Friday dogblogging: Remembering the dogs of Birmingham

When we launched our Friday dogblogging feature earlier this year, we mentioned Southerners' special love for canines. But an honest understanding of dogs' history in our region also recognizes how the animals were used to brutalize Southerners and Southern progress.

Rev. Fred Shuttlesworth certainly understood this -- and he used that understanding to help bring down Jim Crow.

A prominent civil rights leader and one of the founders of the Southern Christian Leadership Conference, Shuttlesworth invited the Rev. Martin Luther King Jr. to his segregated city of Birmingham, Ala. back in 1963 for what he called "Project C."

The "C" stood for "confrontation."

With the city's police chief, Eugene "Bull" Connor, using the Klan to carry out terrorism against African Americans, Shuttlesworth sought to force the local powers-that-be into a fresh accounting of segregation's true costs. The confrontations that eventually occurred between police officers and nonviolent civil rights marchers -- including high school students taking part in Shuttlesworth's Children's Crusade -- brought to the entire world images of police dogs attacking marchers.

The public was outraged.

The shocking scenes of peaceful, frightened protesters being menaced by snarling, biting animals -- like the Associated Press photo above by Bill Hudson, of an attack on Birmingham protest observer Walter Gadsden on May 3, 1963 -- showed in a visceral way the brutality at the heart of white supremacy.
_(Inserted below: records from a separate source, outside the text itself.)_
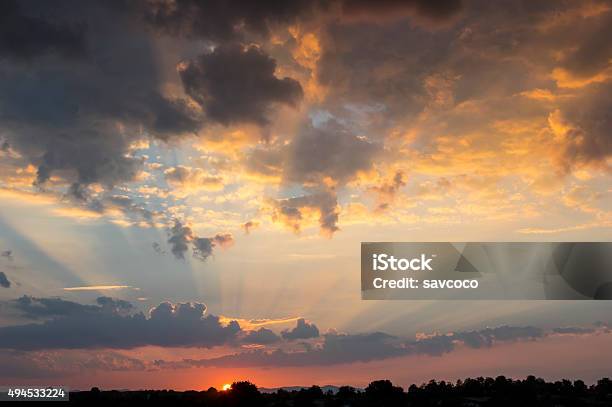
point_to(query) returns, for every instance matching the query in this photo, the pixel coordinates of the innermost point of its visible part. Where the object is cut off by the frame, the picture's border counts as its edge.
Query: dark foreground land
(471, 392)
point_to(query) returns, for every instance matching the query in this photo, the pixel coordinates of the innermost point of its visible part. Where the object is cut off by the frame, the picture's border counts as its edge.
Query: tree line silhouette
(499, 391)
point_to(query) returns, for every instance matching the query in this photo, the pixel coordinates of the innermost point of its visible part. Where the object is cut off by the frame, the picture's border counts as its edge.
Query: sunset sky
(184, 186)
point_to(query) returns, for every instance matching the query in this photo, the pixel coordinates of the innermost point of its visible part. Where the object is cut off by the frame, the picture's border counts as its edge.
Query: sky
(185, 186)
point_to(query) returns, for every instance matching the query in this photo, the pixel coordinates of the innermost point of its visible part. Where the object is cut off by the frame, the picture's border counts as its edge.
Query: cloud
(48, 365)
(97, 287)
(339, 153)
(250, 225)
(363, 10)
(387, 191)
(220, 20)
(7, 254)
(261, 336)
(302, 330)
(24, 36)
(351, 348)
(488, 336)
(192, 179)
(77, 119)
(229, 93)
(290, 211)
(582, 127)
(4, 281)
(113, 324)
(181, 237)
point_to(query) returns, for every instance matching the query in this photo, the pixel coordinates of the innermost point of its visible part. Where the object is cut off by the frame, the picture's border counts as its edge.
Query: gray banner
(486, 271)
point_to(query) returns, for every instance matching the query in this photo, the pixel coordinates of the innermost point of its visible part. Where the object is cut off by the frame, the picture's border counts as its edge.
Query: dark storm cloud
(261, 336)
(573, 330)
(111, 324)
(78, 117)
(594, 52)
(487, 337)
(389, 9)
(44, 308)
(181, 238)
(221, 20)
(347, 348)
(589, 137)
(4, 281)
(27, 36)
(335, 349)
(236, 84)
(302, 330)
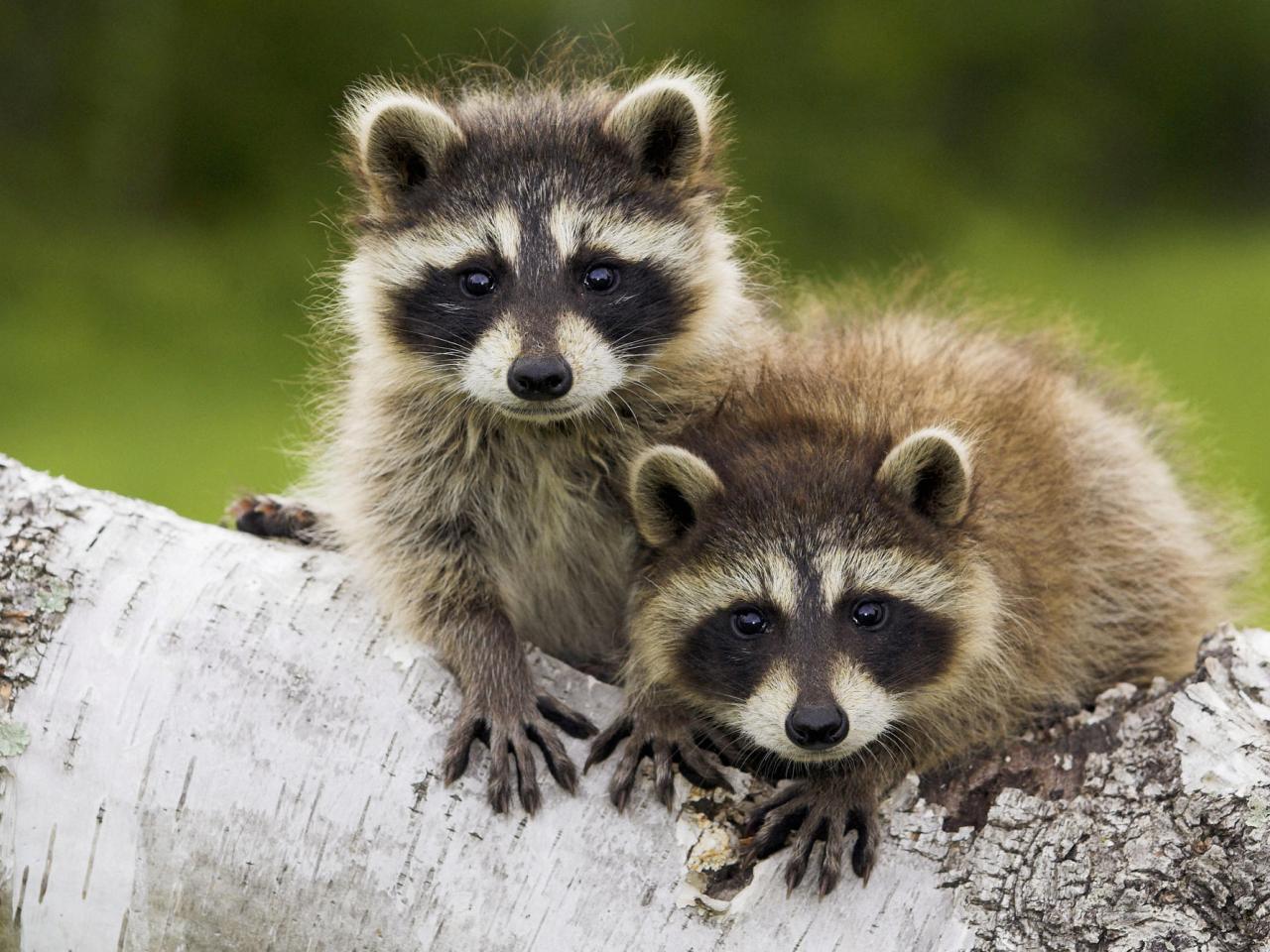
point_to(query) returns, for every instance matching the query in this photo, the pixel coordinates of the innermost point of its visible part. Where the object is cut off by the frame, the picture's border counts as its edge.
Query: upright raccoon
(907, 539)
(543, 280)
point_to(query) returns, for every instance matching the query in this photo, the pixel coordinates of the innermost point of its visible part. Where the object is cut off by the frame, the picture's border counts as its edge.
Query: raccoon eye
(476, 282)
(749, 624)
(869, 615)
(599, 278)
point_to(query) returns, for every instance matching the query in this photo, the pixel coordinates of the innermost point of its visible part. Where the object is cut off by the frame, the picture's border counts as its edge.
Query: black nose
(817, 728)
(539, 377)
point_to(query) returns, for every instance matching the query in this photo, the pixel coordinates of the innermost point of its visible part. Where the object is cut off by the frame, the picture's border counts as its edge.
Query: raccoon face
(808, 635)
(538, 252)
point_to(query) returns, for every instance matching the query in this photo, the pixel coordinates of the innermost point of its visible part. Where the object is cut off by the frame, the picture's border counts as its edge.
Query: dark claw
(830, 862)
(624, 775)
(556, 757)
(802, 853)
(775, 830)
(698, 771)
(865, 852)
(526, 774)
(458, 747)
(268, 518)
(607, 742)
(499, 772)
(663, 779)
(572, 722)
(760, 814)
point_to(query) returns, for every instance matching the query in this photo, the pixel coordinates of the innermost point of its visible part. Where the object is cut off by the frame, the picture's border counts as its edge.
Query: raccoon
(544, 278)
(905, 540)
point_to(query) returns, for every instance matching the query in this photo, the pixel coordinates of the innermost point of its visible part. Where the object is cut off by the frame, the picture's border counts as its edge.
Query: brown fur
(1078, 560)
(480, 526)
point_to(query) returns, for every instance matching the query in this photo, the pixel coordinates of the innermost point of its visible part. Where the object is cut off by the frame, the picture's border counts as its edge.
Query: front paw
(812, 810)
(663, 734)
(273, 518)
(511, 739)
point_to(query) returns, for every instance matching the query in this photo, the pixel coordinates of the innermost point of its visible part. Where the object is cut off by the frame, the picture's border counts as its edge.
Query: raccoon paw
(810, 811)
(665, 735)
(511, 740)
(273, 518)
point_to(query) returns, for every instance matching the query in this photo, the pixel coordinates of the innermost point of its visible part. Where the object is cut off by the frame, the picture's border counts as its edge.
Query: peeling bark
(230, 751)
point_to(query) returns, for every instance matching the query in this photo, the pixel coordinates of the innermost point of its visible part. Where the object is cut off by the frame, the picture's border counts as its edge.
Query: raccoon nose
(817, 728)
(540, 377)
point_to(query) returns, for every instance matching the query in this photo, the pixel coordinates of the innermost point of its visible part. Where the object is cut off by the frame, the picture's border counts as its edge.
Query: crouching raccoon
(543, 278)
(905, 540)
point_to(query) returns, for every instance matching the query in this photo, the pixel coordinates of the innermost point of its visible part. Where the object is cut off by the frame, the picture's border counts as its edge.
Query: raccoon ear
(930, 470)
(668, 485)
(402, 141)
(665, 123)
They also ultimately helped create the political atmosphere necessary to pass meaningful civil rights legislation.

We thought of those images this week when we read that the directors of the Birmingham International Airport voted to rename it the Birmingham Shuttlesworth International Airport, in honor of the Reverend. Though he spent most of the last 47 years leading a church in Cincinnati, Shuttlesworth, now 86, returned to the Birmingham area earlier this year for rehabilitation after suffering a mild stroke.

Before the name change is official, the authority needs the OK of the Federal Aviation Administration and Shuttlesworth. He's expected to approve.